MMOCR Installation and Training on Custom Datasets

What is OCR?

According to Wikipedia, Optical Character Recognition (OCR) is the electronic or mechanical conversion of images of typed, handwritten, or printed text into machine-encoded text.

Why MMOCR?

PyTorch-based: It leverages the strengths of the PyTorch ecosystem.
Maintained by OpenMMLab: Backed by SenseTime, ensuring long-term support and updates.
Clean Architecture: Follows a consistent structure similar to MMDetection.
Deployment Ready: Includes experimental deployment code for C++ environments.

Installation

The MMOCR documentation provides comprehensive installation instructions. Below is the setup process I followed.

First, create an isolated virtual environment:

conda create -n open-mmlab python=3.8
conda activate open-mmlab

Install PyTorch 1.10 with CUDA 10.2:

conda install pytorch=1.10.0 torchvision cudatoolkit=10.2 -c pytorch

Install mmcv and mmdet:

pip install mmcv-full -f https://download.openmmlab.com/mmcv/dist/cu102/torch1.10.0/index.html
pip install mmdet

Clone the MMOCR repository and build it:

git clone https://github.com/open-mmlab/mmocr.git
cd mmocr
pip install -r requirements.txt
pip install -v -e . # or "python setup.py develop"

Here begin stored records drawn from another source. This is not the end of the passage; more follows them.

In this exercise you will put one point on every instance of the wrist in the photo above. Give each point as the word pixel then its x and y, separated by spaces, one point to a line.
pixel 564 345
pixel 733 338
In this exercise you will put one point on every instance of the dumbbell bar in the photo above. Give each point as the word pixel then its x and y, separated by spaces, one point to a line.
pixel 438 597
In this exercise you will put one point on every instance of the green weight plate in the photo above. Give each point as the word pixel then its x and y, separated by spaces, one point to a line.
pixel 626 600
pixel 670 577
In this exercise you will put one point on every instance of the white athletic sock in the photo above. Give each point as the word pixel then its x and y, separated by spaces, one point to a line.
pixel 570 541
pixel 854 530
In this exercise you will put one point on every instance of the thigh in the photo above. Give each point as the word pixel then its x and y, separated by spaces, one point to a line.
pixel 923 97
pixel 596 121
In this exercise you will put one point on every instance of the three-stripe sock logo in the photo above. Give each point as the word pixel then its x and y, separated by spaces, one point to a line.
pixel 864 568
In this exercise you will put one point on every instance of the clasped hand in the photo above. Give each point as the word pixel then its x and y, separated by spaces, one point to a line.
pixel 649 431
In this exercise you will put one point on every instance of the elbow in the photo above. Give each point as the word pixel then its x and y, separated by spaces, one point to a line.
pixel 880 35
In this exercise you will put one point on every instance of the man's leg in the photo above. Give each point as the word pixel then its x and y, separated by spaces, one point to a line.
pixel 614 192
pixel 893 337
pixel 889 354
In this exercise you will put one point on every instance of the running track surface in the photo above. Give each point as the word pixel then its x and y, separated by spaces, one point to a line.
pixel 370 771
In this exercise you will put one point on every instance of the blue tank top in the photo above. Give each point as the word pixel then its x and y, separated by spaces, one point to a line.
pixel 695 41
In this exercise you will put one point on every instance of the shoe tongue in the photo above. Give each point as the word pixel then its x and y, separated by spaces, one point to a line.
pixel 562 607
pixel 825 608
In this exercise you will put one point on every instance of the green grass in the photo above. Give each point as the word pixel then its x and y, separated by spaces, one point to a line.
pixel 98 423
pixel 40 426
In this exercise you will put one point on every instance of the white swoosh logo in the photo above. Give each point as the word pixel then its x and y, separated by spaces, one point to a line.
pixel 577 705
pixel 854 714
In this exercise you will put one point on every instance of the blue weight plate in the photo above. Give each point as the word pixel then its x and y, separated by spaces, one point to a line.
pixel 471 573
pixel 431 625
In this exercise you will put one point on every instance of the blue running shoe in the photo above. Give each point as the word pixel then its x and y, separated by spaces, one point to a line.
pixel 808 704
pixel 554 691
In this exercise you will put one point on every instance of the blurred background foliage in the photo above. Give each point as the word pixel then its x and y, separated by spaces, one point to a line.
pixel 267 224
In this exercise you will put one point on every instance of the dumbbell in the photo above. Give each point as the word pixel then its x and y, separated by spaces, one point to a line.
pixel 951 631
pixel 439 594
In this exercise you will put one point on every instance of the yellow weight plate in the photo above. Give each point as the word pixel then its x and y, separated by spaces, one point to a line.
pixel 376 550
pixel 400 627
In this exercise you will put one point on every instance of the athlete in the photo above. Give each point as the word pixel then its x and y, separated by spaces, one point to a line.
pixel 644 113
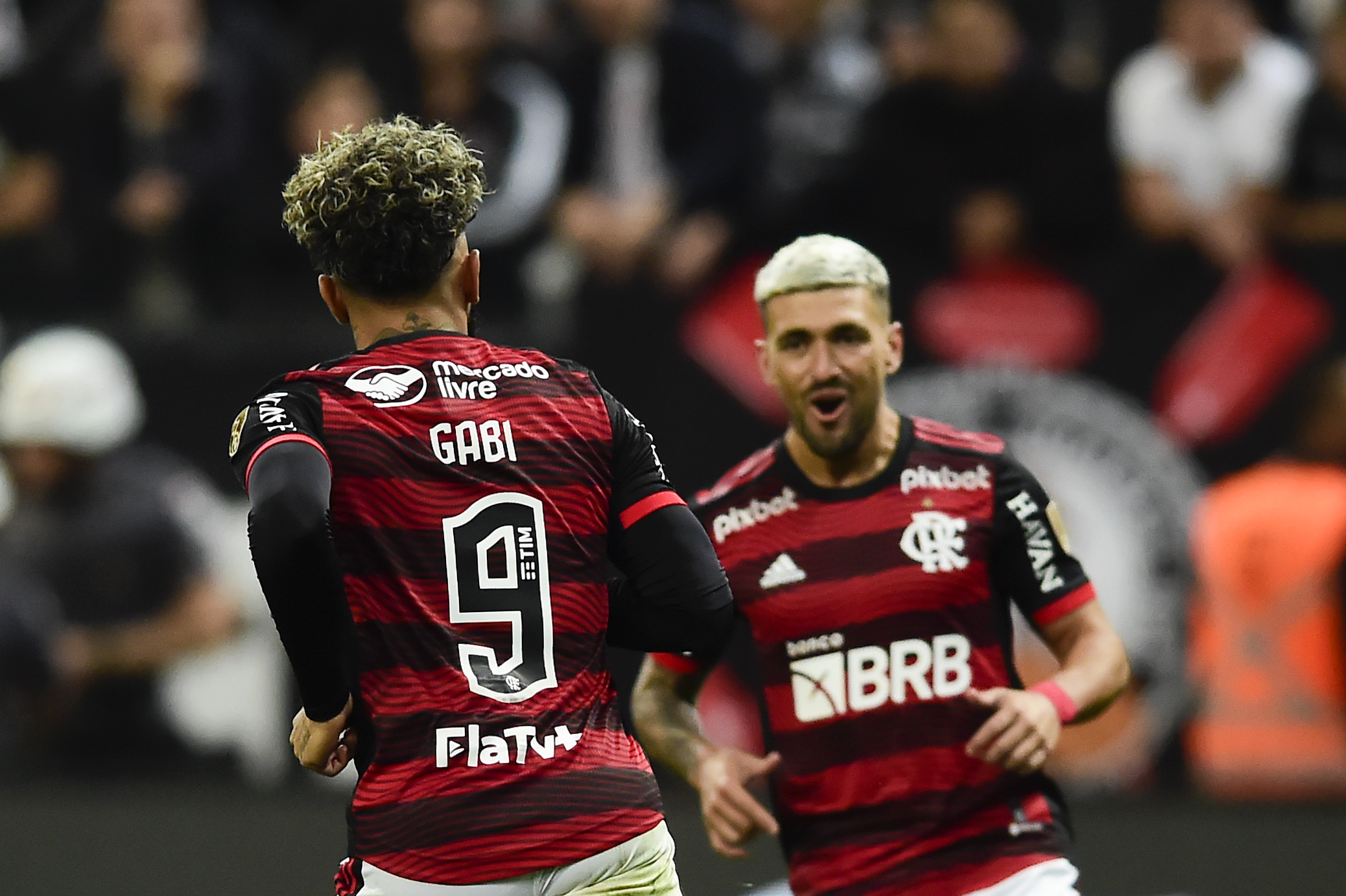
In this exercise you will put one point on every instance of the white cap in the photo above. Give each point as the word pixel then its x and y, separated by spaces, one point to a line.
pixel 69 388
pixel 819 263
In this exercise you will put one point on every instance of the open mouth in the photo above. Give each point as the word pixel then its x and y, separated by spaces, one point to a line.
pixel 828 404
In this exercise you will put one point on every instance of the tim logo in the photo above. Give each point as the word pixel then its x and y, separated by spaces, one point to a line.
pixel 934 541
pixel 391 386
pixel 864 678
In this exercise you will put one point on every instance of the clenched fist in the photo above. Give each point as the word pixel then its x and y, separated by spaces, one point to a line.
pixel 733 817
pixel 324 747
pixel 1022 731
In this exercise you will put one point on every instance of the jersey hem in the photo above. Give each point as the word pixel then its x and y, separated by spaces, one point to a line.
pixel 646 506
pixel 270 443
pixel 1065 604
pixel 675 662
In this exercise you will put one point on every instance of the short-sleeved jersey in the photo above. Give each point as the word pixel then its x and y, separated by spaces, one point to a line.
pixel 873 611
pixel 474 490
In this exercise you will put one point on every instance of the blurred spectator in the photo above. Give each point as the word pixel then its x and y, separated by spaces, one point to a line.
pixel 979 163
pixel 1314 193
pixel 161 160
pixel 660 151
pixel 819 75
pixel 96 524
pixel 340 96
pixel 513 113
pixel 660 163
pixel 1201 123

Note: The official docs suggest adding the repo path to your PYTHONPATH. I typically work within the repo directory, so this step is optional unless you need to import MMOCR from external projects.

Simple Test

Run the following command to test the installation; it will automatically download weight files and perform end-to-end detection and recognition:

python mmocr/utils/ocr.py demo/demo_text_ocr.jpg --print-result --imshow

To run text detection only, you can specify the det option (e.g., using the TextSnake algorithm):

python mmocr/utils/ocr.py demo/demo_text_det.jpg --output demo/det_out.jpg --det TextSnake --recog None --export demo/

Training with Custom Data

Since my training data was in PASCAL VOC format and MMOCR typically requires COCO format, I had to perform a conversion.

1. Generate ID Lists

Create a gen_ids.py script to split your data into training and testing IDs:

import os
import argparse

def parse_args():
    parser = argparse.ArgumentParser(description='generate id list file.')
    parser.add_argument('--path', type=str, default=None, help='path to annotation files dir.')
    return parser.parse_args()

def generate_ids(anno_path):
    with open("./train_ids.txt", 'w') as ftrain, open("./test_ids.txt", 'w') as ftest:
        cntr=0
        for path, folders, files in os.walk(anno_path):
            for file_name in files:
                if cntr % 10 == 0:
                    ftest.write(file_name.split('.')[0] + '\n')
                else:
                    ftrain.write(file_name.split('.')[0] + '\n')
                cntr += 1
                
def main():
    args = parse_args()
    generate_ids(args.path)
    
if __name__ == '__main__':
    main()

Run it with: python gen_ids.py --path ./Annotations/

2. Format Conversion

Use a voc2coco.py script to convert your XML files to COCO JSON. Ensure you have a coco.names file containing a single line: text.

Execute the conversion:

python voc2coco.py --ann_dir ./Annotations/ --ann_ids ./train_ids.txt --labels ./coco.names --output ./annotations/instances_training.json --ext xml
python voc2coco.py --ann_dir ./Annotations/ --ann_ids ./test_ids.txt --labels ./coco.names --output ./annotations/instances_test.json --ext xml

3. Training

Create a new dataset config at configs/_base_/det_datasets/new_dataset.py, adapting it from icdar2015.py.
Create a model config at configs/textdet/dbnet/dbnet_r50dcnv2_fpnc_1200e_new_dataset.py and update the dataset reference.
Train using multiple GPUs:

./tools/dist_train.sh configs/textdet/dbnet/dbnet_r50dcnv2_fpnc_1200e_new_dataset.py work_dirs/dbnet_r50dcnv2_fpnc_1200e_new_dataset 8

Conclusion

MMOCR is highly stable and easy to configure, with automatic logging. While the deployment code is experimental, it is functional; I have successfully converted models to ONNX and integrated them into C++ applications.